À Dax, la société InWay développe une codification universelle des instruments chirurgicaux afin d’éviter les dysfonctionnements en milieu hospitalier. Au-delà du gain de temps et d’argent pour les établissements de santé, l’objectif ultime est d’assurer la sécurité des patients.

Jean-Paul AVERTY, Fondateur d’InWay

Jean-Paul AVERTY, Fondateur d’InWay © Inway

Quelle que soit la marque d’outillage choisie, une clef de douze reste une clef de douze. Mais ce qui est vrai en bricolage ne l’est pas en médecine. Les quelque 150 fournisseurs mondiaux d’instruments chirurgicaux disposent chacun de références et de dénominations propres pour leurs matériels. Des instruments parfaitement identiques peuvent donc ne pas s’appeler pareil selon leur marque, alors que d’autres aux fonctionnalités différentes peuvent avoir des dénominations similaires. Or, lorsque dans un même hôpital, les équipes n’appellent pas les instruments de la même façon, les problèmes commencent… Perte de temps due à l’incompréhension sur les matériels souhaités, restérilisation d’outils ouverts mais non utilisés, surcoûts ou erreurs lors du renouvellement des stocks, et même annulation d’interventions faute de disposer du bon instrument, « c’est cette absence de langage commun qui est à l’origine d’une partie des dysfonctionnements en milieu hospitalier », estime Jean-Paul Averty. Commercial consultant pendant une trentaine d’années dans l’industrie médicale, il a créé InWay en mars 2021 pour pallier ce problème. Depuis la pépinière Pulseo de Dax, il développe une codification universelle pour les instruments chirurgicaux. « L’objectif est que les professionnels de santé se comprennent mieux afin que le matériel soit exploité correctement. »

DES PROSPECTS CONQUIS

Grâce à l’Atlas InWay, dévoilé le 1er juin dernier, le monde médical dispose désormais d’une base de données numérique unique et universelle. « Chaque instrument y est répertorié avec une image, un descriptif précis, un hologramme et toutes les équivalences chez chaque fournisseur, précise Jean-Paul Averty.

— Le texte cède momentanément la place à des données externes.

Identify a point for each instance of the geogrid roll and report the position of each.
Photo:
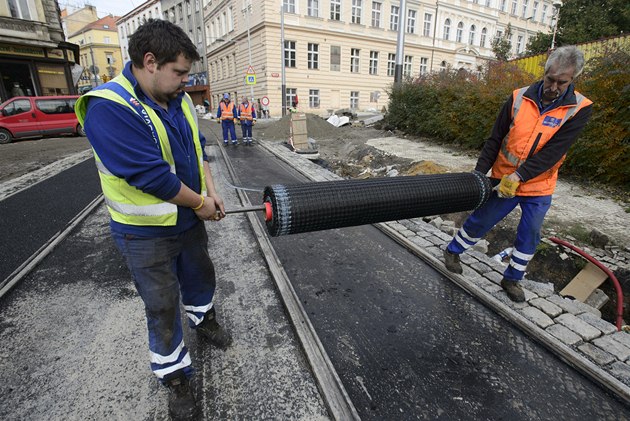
(335, 204)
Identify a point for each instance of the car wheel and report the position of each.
(5, 136)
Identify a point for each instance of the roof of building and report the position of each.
(108, 23)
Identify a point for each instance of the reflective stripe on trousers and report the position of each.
(161, 268)
(533, 211)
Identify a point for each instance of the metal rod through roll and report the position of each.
(336, 204)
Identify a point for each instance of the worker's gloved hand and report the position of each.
(507, 187)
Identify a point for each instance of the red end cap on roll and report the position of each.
(268, 212)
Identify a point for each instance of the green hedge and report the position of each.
(460, 108)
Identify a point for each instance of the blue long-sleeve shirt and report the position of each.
(126, 146)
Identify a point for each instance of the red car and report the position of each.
(25, 116)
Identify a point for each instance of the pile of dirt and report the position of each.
(317, 128)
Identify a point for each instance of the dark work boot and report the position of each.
(181, 401)
(210, 329)
(451, 261)
(513, 290)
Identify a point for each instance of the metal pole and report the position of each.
(401, 41)
(93, 66)
(434, 33)
(249, 47)
(284, 79)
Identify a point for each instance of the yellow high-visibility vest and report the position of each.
(126, 203)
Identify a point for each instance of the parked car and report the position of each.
(25, 116)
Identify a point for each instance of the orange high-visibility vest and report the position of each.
(529, 132)
(246, 111)
(227, 110)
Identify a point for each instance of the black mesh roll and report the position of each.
(336, 204)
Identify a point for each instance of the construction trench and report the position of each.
(404, 341)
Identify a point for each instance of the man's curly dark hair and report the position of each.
(162, 38)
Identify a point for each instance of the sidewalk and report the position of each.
(570, 329)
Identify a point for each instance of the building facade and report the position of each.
(35, 59)
(342, 53)
(128, 24)
(99, 52)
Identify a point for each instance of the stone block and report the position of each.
(608, 344)
(494, 277)
(598, 322)
(565, 335)
(420, 242)
(548, 307)
(537, 316)
(621, 371)
(579, 326)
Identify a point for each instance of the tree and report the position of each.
(502, 46)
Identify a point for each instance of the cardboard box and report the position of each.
(584, 283)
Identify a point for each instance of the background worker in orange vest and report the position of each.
(226, 115)
(528, 144)
(247, 115)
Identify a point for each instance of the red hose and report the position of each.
(606, 271)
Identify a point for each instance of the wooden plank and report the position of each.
(584, 283)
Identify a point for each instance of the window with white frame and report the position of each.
(313, 98)
(460, 31)
(289, 6)
(354, 60)
(447, 29)
(312, 8)
(393, 18)
(426, 29)
(335, 58)
(373, 62)
(357, 11)
(230, 19)
(290, 95)
(411, 21)
(335, 9)
(289, 54)
(408, 66)
(424, 61)
(391, 64)
(313, 56)
(377, 7)
(354, 100)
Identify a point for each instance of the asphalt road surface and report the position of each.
(407, 342)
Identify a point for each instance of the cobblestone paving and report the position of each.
(569, 328)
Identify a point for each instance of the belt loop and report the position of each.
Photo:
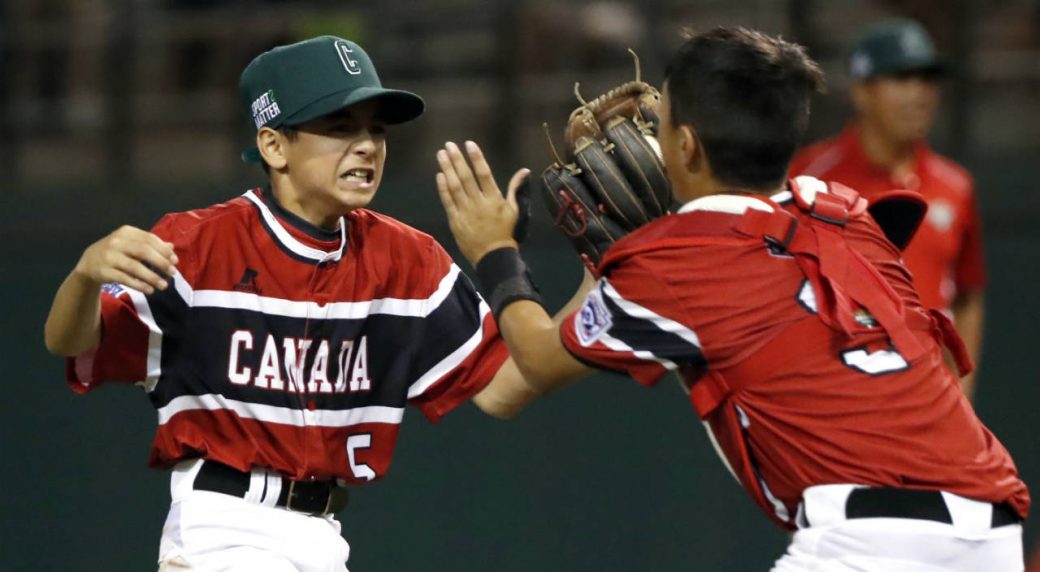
(274, 489)
(258, 483)
(825, 504)
(182, 478)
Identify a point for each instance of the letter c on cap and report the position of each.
(344, 52)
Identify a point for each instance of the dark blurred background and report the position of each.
(114, 111)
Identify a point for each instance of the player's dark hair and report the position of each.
(290, 133)
(747, 96)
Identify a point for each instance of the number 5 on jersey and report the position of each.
(355, 442)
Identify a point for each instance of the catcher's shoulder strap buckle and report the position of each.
(777, 228)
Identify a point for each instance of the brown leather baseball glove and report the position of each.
(611, 179)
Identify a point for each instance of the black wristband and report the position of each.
(504, 279)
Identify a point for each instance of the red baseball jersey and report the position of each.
(945, 256)
(804, 343)
(283, 345)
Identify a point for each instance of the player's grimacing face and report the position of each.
(903, 106)
(336, 162)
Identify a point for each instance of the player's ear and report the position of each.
(271, 146)
(858, 93)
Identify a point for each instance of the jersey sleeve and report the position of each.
(622, 327)
(459, 349)
(133, 326)
(969, 273)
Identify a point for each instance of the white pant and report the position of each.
(207, 531)
(832, 543)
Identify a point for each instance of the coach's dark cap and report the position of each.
(891, 47)
(293, 84)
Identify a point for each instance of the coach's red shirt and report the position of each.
(945, 256)
(280, 344)
(810, 405)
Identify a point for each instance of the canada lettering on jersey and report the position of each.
(282, 363)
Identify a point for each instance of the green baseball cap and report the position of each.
(293, 84)
(894, 47)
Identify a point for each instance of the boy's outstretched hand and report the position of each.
(131, 257)
(481, 218)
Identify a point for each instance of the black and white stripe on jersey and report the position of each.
(410, 343)
(647, 334)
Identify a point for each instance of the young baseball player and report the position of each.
(787, 314)
(895, 95)
(280, 335)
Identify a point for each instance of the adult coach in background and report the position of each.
(895, 94)
(789, 317)
(280, 335)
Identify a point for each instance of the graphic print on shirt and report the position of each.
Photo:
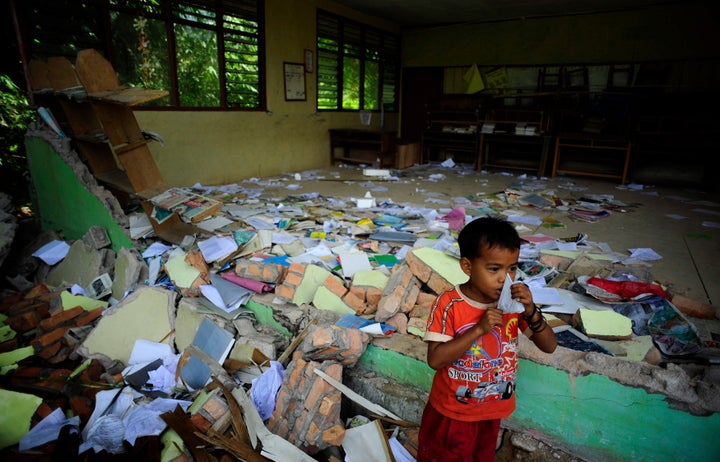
(484, 373)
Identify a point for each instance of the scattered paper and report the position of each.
(52, 252)
(506, 303)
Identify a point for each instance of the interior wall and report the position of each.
(216, 147)
(669, 32)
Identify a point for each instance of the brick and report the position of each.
(40, 290)
(354, 302)
(334, 435)
(200, 422)
(9, 345)
(321, 337)
(312, 434)
(49, 337)
(693, 308)
(317, 390)
(48, 351)
(61, 355)
(88, 317)
(215, 407)
(82, 407)
(24, 322)
(50, 323)
(373, 297)
(9, 299)
(55, 380)
(334, 285)
(328, 405)
(43, 410)
(419, 311)
(285, 292)
(293, 278)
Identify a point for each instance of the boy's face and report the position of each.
(487, 273)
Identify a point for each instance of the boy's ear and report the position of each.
(465, 265)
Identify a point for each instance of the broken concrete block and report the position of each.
(603, 324)
(81, 265)
(96, 237)
(260, 271)
(307, 408)
(399, 294)
(693, 308)
(302, 281)
(334, 343)
(438, 270)
(70, 301)
(148, 313)
(130, 271)
(327, 300)
(187, 321)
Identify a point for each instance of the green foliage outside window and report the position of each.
(356, 65)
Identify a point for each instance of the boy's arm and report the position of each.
(541, 333)
(440, 354)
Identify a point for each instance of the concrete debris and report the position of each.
(79, 347)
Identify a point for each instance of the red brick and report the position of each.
(48, 351)
(334, 435)
(40, 290)
(54, 381)
(88, 317)
(62, 355)
(82, 407)
(9, 345)
(334, 285)
(9, 299)
(50, 323)
(284, 291)
(317, 390)
(48, 338)
(43, 410)
(17, 307)
(200, 422)
(25, 321)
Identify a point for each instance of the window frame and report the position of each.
(72, 36)
(355, 45)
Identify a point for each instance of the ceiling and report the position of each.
(424, 13)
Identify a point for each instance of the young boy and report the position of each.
(473, 345)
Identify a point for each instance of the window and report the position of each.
(206, 53)
(357, 65)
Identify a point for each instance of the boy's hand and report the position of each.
(491, 318)
(521, 293)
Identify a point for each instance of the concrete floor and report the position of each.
(680, 224)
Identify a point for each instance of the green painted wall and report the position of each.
(677, 31)
(591, 415)
(219, 147)
(62, 202)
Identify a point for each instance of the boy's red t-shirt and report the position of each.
(480, 385)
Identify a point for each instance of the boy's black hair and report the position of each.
(487, 232)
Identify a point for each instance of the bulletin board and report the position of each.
(294, 81)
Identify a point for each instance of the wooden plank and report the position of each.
(61, 74)
(95, 72)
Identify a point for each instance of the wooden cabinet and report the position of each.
(451, 134)
(587, 154)
(514, 152)
(363, 146)
(97, 110)
(515, 138)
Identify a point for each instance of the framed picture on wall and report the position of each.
(294, 81)
(309, 63)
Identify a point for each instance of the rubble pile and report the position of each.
(236, 345)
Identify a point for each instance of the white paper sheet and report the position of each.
(506, 302)
(52, 252)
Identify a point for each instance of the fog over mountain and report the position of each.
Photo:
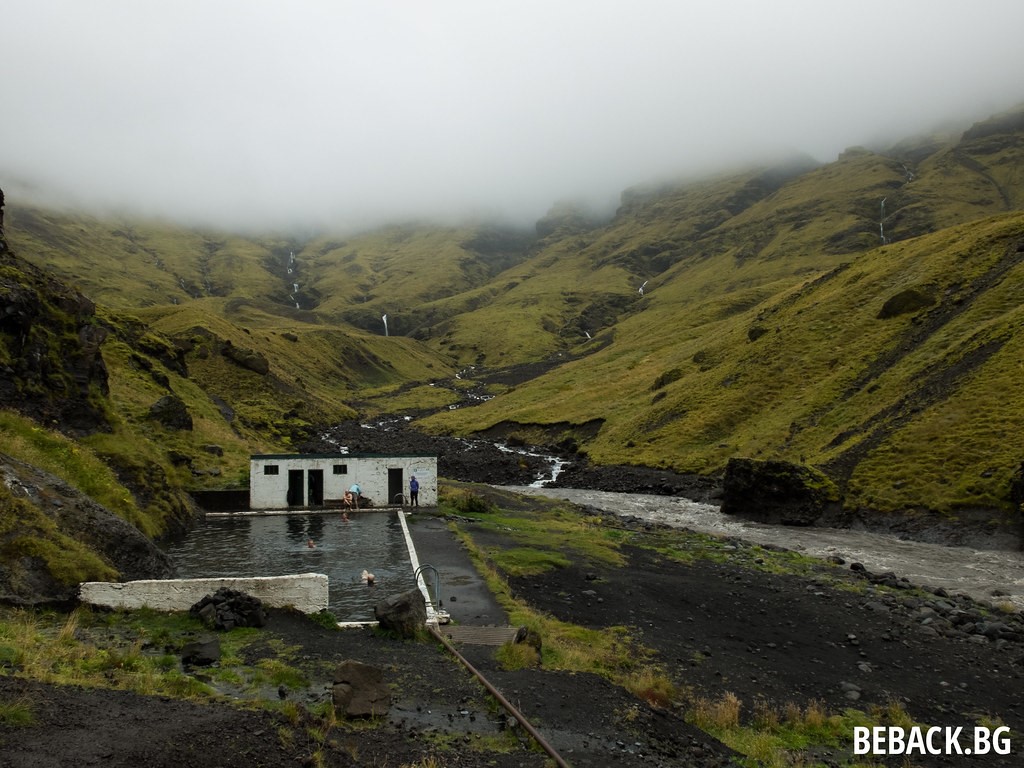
(317, 113)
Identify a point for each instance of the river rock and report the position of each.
(201, 652)
(406, 613)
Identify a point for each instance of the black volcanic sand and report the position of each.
(715, 627)
(478, 460)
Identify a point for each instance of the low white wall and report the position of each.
(305, 592)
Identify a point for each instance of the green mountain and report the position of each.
(861, 316)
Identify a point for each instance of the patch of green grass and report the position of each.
(16, 714)
(523, 561)
(69, 460)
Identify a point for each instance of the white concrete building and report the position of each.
(303, 480)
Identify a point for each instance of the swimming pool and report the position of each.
(269, 544)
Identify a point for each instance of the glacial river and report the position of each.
(973, 571)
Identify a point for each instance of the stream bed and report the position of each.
(981, 573)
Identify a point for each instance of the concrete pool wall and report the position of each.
(305, 592)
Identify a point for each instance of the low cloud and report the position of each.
(344, 115)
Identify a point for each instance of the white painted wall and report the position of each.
(305, 592)
(268, 491)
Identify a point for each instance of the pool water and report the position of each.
(261, 545)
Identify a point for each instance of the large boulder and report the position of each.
(406, 614)
(359, 690)
(776, 492)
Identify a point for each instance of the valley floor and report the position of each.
(716, 626)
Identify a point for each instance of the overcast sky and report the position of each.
(345, 114)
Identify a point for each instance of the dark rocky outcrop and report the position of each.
(776, 492)
(52, 369)
(247, 358)
(227, 608)
(359, 690)
(172, 413)
(406, 614)
(27, 579)
(905, 302)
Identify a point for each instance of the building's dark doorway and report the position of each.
(296, 487)
(315, 481)
(395, 485)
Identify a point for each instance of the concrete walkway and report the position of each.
(464, 594)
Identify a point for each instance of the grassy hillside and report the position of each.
(860, 315)
(919, 409)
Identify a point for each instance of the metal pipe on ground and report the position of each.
(509, 707)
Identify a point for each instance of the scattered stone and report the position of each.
(202, 652)
(227, 608)
(406, 613)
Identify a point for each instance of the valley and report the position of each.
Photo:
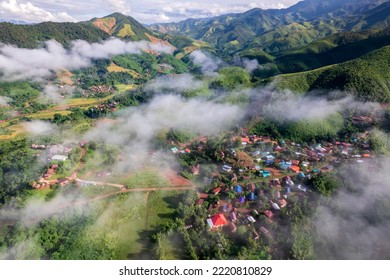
(257, 135)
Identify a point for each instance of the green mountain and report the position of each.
(95, 30)
(279, 30)
(334, 49)
(367, 77)
(32, 35)
(122, 26)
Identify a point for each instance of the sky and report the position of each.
(145, 11)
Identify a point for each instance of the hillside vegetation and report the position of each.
(368, 77)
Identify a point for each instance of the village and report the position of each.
(256, 178)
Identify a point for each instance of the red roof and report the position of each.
(219, 220)
(269, 213)
(295, 168)
(217, 190)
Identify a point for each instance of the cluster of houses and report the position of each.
(54, 152)
(261, 188)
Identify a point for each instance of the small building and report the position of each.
(264, 230)
(265, 173)
(233, 227)
(233, 216)
(295, 168)
(195, 170)
(217, 220)
(282, 203)
(227, 168)
(216, 190)
(251, 196)
(238, 189)
(59, 158)
(275, 206)
(268, 214)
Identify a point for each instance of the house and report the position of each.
(217, 220)
(285, 165)
(275, 206)
(227, 168)
(268, 214)
(265, 173)
(238, 189)
(301, 175)
(216, 190)
(233, 227)
(195, 169)
(251, 196)
(251, 187)
(295, 162)
(282, 203)
(256, 153)
(295, 168)
(203, 195)
(264, 230)
(59, 158)
(233, 216)
(199, 202)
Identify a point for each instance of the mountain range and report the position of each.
(278, 30)
(309, 39)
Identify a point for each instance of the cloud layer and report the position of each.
(356, 224)
(18, 63)
(148, 11)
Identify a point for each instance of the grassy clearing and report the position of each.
(126, 31)
(48, 115)
(91, 191)
(116, 68)
(145, 179)
(13, 131)
(161, 208)
(123, 88)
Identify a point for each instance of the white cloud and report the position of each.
(37, 127)
(18, 63)
(4, 100)
(207, 63)
(147, 11)
(119, 6)
(12, 9)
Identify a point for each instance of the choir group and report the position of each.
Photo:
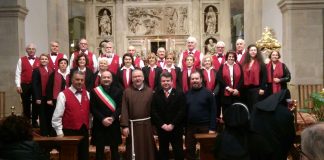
(231, 76)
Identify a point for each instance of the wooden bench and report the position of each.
(67, 145)
(206, 142)
(304, 92)
(301, 95)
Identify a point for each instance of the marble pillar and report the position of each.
(303, 39)
(57, 23)
(195, 29)
(12, 38)
(225, 23)
(120, 47)
(252, 21)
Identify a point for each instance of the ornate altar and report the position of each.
(268, 43)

Les utilisateurs peuvent rechercher leurs instruments par mots-clés, les visualiser en 2D ou en 3D, partager les données avec les différents services (stérilisation, bloc, achats, maintenance…) ou encore créer et référencer leurs plateaux opératoires. » Actuellement, 5 000 instruments d’une trentaine de fournisseurs francophones sont référencés dans la base de données. « Il s’agit d’instruments généraux qui sont utilisés dans plus de 90 % des blocs opératoires du monde entier. La base est toutefois appelée à évoluer et à s’enrichir avec des instruments plus spécifiques. »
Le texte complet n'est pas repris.